Let $$f : R \to R$$ be defined as
$$f(x) = \begin{cases} -55x, & \text{if } x < -5 \\ 2x^3 - 3x^2 - 120x, & \text{if } -5 \leq x \leq 4 \\ 2x^3 - 3x^2 - 36x - 336, & \text{if } x > 4 \end{cases}$$
Let $$A = \{x \in R : f \text{ is increasing}\}$$. Then $$A$$ is equal to:

We need to find the set $$A = \{x \in R : f \text{ is increasing}\}$$ for the piecewise function.

For $$x < -5$$: $$f(x) = -55x$$, so $$f'(x) = -55 < 0$$. The function is decreasing in this interval.

For $$-5 \leq x \leq 4$$: $$f(x) = 2x^3 - 3x^2 - 120x$$, so $$f'(x) = 6x^2 - 6x - 120 = 6(x^2 - x - 20) = 6(x - 5)(x + 4)$$. This is positive when $$x < -4$$ or $$x > 5$$. Within $$[-5, 4]$$, the derivative is positive for $$-5 \leq x < -4$$ and negative for $$-4 < x \leq 4$$.

For $$x > 4$$: $$f(x) = 2x^3 - 3x^2 - 36x - 336$$, so $$f'(x) = 6x^2 - 6x - 36 = 6(x^2 - x - 6) = 6(x - 3)(x + 2)$$. This is positive when $$x > 3$$ or $$x < -2$$. Since $$x > 4$$, the derivative is positive for all $$x > 4$$.

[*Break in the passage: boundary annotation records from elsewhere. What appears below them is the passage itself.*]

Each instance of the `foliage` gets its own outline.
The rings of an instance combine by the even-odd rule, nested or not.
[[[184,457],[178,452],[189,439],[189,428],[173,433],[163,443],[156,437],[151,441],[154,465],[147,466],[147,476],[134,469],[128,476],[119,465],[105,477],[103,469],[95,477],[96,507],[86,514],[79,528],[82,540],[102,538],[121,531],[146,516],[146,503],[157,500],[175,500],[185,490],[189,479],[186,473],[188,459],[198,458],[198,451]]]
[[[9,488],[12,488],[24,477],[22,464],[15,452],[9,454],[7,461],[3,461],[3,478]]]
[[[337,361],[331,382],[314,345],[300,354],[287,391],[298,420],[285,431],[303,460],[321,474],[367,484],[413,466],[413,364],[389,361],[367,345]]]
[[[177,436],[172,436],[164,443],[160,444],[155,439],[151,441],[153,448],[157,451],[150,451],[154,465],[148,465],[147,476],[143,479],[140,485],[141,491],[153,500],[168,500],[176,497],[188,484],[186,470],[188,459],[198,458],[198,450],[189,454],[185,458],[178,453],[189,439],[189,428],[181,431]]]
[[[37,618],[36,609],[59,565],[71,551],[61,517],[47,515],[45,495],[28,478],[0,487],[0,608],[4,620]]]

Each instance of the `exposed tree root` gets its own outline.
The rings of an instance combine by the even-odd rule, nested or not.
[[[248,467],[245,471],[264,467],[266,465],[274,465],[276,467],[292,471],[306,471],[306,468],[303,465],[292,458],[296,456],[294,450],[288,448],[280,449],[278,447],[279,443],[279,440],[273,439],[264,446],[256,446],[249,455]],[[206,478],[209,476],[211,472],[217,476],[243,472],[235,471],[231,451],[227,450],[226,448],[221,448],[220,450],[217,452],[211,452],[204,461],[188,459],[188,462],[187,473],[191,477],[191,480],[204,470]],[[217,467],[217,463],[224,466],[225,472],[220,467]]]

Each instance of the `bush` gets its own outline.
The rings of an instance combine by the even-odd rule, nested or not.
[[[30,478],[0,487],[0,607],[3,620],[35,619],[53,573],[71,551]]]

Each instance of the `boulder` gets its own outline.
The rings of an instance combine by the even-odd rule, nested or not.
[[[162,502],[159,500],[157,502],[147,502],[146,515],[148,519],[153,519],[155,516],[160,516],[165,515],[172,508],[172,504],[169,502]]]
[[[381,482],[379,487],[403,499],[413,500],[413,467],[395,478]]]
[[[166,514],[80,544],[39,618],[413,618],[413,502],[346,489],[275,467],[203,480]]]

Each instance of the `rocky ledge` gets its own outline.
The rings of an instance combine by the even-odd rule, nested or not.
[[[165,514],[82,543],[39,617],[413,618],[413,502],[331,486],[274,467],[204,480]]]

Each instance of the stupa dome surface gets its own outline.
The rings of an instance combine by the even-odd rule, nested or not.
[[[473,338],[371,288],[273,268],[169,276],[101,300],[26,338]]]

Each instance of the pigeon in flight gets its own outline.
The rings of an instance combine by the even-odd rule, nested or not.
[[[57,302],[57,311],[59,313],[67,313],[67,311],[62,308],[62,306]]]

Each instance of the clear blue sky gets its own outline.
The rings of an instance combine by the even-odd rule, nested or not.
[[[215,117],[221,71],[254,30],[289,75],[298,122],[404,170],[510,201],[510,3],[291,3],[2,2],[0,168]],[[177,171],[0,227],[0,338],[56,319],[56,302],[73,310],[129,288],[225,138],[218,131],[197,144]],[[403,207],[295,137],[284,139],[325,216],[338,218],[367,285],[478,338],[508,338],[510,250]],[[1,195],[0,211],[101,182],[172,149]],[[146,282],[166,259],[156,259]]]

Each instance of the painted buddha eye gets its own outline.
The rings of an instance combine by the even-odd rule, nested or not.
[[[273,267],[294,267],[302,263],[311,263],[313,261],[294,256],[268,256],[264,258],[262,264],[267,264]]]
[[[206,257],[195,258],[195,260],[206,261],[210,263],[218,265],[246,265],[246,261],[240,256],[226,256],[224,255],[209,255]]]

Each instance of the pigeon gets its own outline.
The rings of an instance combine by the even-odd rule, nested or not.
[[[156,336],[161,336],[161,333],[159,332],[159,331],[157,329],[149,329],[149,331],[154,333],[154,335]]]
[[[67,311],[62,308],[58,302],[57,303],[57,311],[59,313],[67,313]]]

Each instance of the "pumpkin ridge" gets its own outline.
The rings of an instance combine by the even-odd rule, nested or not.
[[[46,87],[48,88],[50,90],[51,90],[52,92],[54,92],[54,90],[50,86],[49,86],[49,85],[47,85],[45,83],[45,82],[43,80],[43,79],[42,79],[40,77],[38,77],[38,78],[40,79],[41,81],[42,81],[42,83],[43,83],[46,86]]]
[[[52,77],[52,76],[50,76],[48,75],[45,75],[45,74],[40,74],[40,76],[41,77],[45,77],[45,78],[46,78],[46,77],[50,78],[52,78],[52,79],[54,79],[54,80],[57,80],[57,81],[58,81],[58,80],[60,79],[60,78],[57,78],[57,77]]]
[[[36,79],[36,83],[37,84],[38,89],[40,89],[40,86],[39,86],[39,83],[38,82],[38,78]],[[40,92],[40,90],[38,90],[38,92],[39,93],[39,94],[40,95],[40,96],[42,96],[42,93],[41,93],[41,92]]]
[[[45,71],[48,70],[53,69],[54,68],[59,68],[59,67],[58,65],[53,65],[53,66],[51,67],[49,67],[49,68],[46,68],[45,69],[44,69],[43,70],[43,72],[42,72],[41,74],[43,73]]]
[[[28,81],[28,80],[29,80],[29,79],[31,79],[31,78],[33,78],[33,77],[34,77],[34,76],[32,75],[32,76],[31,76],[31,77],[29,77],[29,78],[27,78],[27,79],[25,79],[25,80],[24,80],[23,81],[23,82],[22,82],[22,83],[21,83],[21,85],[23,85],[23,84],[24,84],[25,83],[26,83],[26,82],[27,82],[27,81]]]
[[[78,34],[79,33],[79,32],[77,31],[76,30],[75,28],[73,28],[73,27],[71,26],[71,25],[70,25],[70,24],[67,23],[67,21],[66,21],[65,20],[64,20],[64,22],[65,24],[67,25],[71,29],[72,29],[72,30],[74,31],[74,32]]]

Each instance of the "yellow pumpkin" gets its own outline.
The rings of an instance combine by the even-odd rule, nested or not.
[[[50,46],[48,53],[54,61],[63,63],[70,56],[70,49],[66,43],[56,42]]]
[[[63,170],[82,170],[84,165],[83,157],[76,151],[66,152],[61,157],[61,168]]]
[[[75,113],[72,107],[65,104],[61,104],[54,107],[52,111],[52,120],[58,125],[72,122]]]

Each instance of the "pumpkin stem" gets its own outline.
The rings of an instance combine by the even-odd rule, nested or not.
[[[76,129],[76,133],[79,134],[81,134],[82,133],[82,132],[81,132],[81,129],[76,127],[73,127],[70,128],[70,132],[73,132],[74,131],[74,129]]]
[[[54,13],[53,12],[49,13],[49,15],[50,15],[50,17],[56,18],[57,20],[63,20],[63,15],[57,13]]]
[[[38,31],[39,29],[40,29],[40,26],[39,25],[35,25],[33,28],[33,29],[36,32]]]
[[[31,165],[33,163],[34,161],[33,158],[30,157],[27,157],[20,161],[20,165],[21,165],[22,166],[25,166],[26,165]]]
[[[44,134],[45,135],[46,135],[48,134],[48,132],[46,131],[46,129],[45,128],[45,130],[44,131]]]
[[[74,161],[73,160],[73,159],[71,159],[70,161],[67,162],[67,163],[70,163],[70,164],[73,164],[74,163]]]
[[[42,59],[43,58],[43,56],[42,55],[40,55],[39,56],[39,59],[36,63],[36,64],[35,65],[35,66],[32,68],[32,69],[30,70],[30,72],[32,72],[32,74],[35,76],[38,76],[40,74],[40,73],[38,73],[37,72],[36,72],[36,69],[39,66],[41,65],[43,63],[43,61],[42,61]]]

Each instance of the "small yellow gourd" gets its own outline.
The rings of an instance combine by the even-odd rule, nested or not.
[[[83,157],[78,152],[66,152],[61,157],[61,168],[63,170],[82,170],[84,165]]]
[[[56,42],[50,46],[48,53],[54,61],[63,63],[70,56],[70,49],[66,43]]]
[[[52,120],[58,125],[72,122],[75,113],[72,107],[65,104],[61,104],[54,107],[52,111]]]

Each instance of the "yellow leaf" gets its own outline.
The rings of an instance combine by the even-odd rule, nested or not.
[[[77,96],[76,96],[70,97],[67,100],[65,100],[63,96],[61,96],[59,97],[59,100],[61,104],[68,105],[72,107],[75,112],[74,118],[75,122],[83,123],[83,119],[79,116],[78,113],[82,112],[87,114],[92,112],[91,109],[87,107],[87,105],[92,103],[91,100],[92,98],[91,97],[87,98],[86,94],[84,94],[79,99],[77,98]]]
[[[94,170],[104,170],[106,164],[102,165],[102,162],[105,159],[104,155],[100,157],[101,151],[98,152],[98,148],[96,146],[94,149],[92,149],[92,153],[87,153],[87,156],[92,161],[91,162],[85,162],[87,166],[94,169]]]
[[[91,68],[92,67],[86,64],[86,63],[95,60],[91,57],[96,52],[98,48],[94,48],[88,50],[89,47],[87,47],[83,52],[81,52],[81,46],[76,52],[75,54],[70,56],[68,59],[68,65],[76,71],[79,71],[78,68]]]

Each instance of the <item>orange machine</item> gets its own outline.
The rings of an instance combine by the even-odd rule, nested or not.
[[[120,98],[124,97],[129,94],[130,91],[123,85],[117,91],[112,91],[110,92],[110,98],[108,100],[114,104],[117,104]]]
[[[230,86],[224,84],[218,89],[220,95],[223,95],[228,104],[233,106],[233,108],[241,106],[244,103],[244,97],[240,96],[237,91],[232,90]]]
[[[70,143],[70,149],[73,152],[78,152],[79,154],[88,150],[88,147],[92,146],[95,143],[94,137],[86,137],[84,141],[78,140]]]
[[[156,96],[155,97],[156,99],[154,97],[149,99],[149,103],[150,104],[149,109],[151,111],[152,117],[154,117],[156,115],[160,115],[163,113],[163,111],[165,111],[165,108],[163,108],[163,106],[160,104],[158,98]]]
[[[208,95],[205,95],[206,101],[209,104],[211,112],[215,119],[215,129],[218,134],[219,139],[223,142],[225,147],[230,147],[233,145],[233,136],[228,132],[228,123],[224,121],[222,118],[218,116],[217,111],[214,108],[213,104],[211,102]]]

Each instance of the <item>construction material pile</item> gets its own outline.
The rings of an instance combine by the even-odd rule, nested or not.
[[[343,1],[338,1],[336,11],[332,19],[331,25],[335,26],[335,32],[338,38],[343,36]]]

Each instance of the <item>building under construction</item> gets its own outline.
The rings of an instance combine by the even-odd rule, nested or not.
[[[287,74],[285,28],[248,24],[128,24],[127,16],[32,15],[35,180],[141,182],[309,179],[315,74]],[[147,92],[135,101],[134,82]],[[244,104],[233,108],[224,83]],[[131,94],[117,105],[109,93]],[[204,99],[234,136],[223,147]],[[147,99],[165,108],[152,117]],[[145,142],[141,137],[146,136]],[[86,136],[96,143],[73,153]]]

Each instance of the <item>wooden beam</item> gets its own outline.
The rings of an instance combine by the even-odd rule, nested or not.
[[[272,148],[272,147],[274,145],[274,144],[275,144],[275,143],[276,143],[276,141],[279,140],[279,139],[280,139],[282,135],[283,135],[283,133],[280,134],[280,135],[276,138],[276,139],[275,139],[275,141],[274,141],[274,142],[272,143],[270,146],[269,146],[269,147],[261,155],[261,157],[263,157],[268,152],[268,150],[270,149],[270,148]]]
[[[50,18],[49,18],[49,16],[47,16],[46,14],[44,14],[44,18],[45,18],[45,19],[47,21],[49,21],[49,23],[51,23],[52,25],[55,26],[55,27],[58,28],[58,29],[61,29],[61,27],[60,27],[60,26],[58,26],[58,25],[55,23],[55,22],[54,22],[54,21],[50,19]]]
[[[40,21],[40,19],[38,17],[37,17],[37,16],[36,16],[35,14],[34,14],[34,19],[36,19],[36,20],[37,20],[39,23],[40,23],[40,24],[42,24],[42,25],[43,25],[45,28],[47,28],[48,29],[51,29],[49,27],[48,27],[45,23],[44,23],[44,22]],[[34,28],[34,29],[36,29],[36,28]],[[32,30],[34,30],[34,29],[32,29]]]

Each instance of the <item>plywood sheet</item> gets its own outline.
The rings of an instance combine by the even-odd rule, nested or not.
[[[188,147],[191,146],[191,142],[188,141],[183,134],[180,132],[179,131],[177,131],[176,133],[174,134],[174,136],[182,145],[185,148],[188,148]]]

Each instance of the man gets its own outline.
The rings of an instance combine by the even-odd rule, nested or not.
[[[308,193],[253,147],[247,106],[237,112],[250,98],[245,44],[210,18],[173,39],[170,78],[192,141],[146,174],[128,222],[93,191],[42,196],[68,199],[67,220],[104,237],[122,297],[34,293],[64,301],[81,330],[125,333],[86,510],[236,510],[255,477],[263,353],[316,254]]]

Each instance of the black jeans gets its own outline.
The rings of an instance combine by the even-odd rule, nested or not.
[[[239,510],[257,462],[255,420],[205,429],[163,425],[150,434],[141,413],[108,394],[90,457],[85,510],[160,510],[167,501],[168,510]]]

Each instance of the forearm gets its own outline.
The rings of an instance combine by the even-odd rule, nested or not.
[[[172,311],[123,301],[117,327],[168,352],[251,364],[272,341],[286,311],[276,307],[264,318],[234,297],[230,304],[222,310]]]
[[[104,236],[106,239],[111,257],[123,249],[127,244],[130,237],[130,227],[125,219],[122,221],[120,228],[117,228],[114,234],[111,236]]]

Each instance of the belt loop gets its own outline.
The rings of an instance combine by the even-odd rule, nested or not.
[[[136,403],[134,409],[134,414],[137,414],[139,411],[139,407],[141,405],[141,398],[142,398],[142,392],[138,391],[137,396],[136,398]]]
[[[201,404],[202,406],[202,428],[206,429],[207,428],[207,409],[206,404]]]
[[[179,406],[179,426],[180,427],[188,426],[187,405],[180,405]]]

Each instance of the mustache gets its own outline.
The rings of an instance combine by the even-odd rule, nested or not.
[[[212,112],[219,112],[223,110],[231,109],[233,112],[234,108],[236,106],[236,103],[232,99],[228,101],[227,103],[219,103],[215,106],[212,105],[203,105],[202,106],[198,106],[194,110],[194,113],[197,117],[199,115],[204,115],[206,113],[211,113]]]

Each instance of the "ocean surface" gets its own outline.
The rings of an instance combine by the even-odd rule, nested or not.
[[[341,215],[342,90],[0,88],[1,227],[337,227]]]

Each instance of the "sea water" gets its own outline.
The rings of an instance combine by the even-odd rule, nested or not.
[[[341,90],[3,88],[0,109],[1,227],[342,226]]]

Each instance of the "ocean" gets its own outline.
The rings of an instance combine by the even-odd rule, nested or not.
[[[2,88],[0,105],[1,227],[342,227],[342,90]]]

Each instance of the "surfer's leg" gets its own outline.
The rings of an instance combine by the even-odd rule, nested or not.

We verify continuity at $$x = -5$$: from the left, $$f(-5) = -55(-5) = 275$$; from the middle piece, $$f(-5) = 2(-125) - 3(25) - 120(-5) = -250 - 75 + 600 = 275$$. At $$x = 4$$: from the middle piece, $$f(4) = 2(64) - 3(16) - 120(4) = 128 - 48 - 480 = -400$$; from the right piece, $$f(4) = 128 - 48 - 144 - 336 = -400$$. Both match, confirming continuity.

Combining, $$f$$ is increasing on $$(-5, -4)$$ and $$(4, \infty)$$.

Therefore, $$A = (-5, -4) \cup (4, \infty)$$.